Unnamed: 0,Model,Accuracy,AUC,Recall,Prec.,F1,Kappa,MCC,TT (Sec)
lightgbm,Light Gradient Boosting Machine,0.9917,0.9935,0.9917,0.9952,0.9925,0.893,0.9072,0.21
ada,Ada Boost Classifier,0.9896,0.9625,0.9896,0.9863,0.9875,0.7484,0.7565,0.128
gbc,Gradient Boosting Classifier,0.9896,0.9479,0.9896,0.9863,0.9875,0.7484,0.7565,0.165
dt,Decision Tree Classifier,0.9875,0.8479,0.9875,0.9822,0.9844,0.6484,0.6565,0.084
et,Extra Trees Classifier,0.9875,0.9926,0.9875,0.9816,0.9834,0.5972,0.6099,0.154
nb,Naive Bayes,0.9834,0.9957,0.9834,0.9879,0.9845,0.7299,0.7495,0.082
rf,Random Forest Classifier,0.9813,0.9957,0.9813,0.9713,0.9755,0.4293,0.4378,0.174
lr,Logistic Regression,0.975,0.9894,0.975,0.9834,0.9777,0.5996,0.6241,1.533
qda,Quadratic Discriminant Analysis,0.9689,0.6474,0.9689,0.9389,0.9537,0.0,0.0,0.072
ridge,Ridge Classifier,0.9669,0.985,0.9669,0.986,0.9734,0.6705,0.7149,0.075


## 🔍 Model Comparison Results
We used PyCaret's `compare_models()` function to automatically train and evaluate several algorithms.

📈 Top performers based on **accuracy, F1-score, and precision**:
- 🥇 **LightGBM** - Accuracy: 0.9917, F1: 0.9925, Kappa: 0.893
- AdaBoost and Gradient Boosting were also strong but slightly lower



In [7]:
# 📊 Evaluate best model
evaluate_model(best_model)

interactive(children=(ToggleButtons(description='Plot Type:', icons=('',), options=(('Pipeline Plot', 'pipelin…

## 📉 Visual Model Evaluation
Using `evaluate_model()`, we opened PyCaret's built-in model dashboard.

This let us explore:
- ROC and AUC curves
- Confusion matrix
- Feature importance
- Model pipeline stages

✅ All visual tools showed LightGBM handled both engagement classes well.


In [8]:
# 📈 Show prediction results and metrics
predict_model(best_model)
results = pull()
results

Unnamed: 0,Model,Accuracy,AUC,Recall,Prec.,F1,Kappa,MCC
0,Light Gradient Boosting Machine,0.9903,0.9764,0.9903,0.9903,0.9903,0.8284,0.8284


Unnamed: 0,Model,Accuracy,AUC,Recall,Prec.,F1,Kappa,MCC
0,Light Gradient Boosting Machine,0.9903,0.9764,0.9903,0.9903,0.9903,0.8284,0.8284


## ✅ Summary
This model used PyCaret and SMOTE to address class imbalance by merging the smallest class ('Low') into 'Medium'. The resulting model performs better across both categories.

### 📊 Final Model Metrics
Using `predict_model()` and `pull()`, we evaluated our model on unseen test data.
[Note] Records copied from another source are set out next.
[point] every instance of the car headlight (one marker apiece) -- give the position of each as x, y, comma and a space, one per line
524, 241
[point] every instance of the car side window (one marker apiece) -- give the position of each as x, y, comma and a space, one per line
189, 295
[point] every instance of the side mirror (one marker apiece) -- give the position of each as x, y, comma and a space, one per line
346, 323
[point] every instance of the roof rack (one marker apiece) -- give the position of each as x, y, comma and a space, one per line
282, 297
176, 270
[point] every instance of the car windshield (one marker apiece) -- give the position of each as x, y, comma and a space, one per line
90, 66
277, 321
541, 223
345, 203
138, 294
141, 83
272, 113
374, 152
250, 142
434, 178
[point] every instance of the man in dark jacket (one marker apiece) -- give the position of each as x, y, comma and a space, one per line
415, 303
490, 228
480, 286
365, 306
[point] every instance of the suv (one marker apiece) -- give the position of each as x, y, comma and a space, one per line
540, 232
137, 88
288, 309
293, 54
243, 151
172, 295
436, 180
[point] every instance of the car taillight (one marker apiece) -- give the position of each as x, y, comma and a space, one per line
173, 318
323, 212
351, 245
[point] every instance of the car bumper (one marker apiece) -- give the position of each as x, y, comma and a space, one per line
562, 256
### Final Results for LightGBM:
| Metric      | Score  |
|-------------|--------|
| Accuracy    | 0.9903 |
| Recall      | 0.9903 |
| Precision   | 0.9903 |
| F1 Score    | 0.9903 |
| Kappa       | 0.8284 |
| MCC         | 0.8284 |

The model is highly consistent and performs equally well on both classes.